その手に触れたくて


隼人はそれ以上何も言わなくて、だからあたしも何も言えずにいた。

歩く歩幅があまりにも小さかった。


でも、そんなあたしに合わせるかの様に隼人はゆっくり歩いてた。

だけど会話なんて全くなくて、だから余計に何て言ったらいいのかなんて分からないまま家に帰ってた。

隼人と別れて帰った後は変な胸騒ぎばかりが漂ってた。


帰ってきて良かったの?とか、まだ居たほうが良かったんじゃない?って言う余りの矛盾の声。
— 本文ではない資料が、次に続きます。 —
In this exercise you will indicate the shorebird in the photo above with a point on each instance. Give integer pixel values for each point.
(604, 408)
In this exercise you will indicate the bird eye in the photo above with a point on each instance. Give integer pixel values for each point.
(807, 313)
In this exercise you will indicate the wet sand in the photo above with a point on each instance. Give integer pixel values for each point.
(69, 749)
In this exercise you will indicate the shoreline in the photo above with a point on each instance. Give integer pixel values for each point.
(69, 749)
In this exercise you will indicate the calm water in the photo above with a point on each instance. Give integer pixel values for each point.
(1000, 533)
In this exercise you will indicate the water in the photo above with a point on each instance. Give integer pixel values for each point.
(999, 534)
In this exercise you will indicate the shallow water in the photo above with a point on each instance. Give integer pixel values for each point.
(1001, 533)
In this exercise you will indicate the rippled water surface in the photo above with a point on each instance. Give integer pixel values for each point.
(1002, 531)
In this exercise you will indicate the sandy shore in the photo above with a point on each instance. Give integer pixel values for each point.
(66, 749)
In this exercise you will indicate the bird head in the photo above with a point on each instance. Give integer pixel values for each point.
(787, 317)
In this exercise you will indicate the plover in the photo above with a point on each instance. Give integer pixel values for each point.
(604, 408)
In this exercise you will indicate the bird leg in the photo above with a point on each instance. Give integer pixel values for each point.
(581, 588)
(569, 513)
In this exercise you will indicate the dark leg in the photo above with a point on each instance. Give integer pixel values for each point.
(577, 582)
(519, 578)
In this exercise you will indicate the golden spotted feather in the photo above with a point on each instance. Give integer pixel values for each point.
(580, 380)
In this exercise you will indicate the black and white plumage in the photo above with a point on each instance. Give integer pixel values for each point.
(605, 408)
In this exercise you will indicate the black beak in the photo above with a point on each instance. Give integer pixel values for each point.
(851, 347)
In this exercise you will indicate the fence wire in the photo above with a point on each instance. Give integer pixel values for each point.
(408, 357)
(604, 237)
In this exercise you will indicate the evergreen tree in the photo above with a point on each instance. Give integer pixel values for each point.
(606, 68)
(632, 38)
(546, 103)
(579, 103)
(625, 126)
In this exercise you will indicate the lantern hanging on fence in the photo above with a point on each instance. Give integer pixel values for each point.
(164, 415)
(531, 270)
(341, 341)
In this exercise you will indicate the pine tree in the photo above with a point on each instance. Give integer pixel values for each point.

頭の中で駆け巡るその言葉さえ、もう何なのか分からなかった。


週末を挟んだ次の月曜日。

やっぱりそこには隼人の姿なんてなかった。


その次の日だって、その次の日だって姿を現す事なんてなかった。


「…美月ちゃん?」


久々だった。

それから数日後、学校帰り家の真ん前で凛さんの声を聞いた。

俯いていたあたしはゆっくり顔を上げる。


そしてその先に見えたのは悠真さんだった。


「おかえり」


そう言ってくる悠真さんにコクンと頷く。


「大丈夫?」

「…え?」


続けられて言われた言葉にあたしは思わず首を傾げる。


「あー…ほら。美月ちゃんもだけど、ほらアイツ…橘」

「あー…」


まさか悠真さんの口から隼人の名前が出るなんて思ってなかったから思わず曖昧な呟きをしてしまった。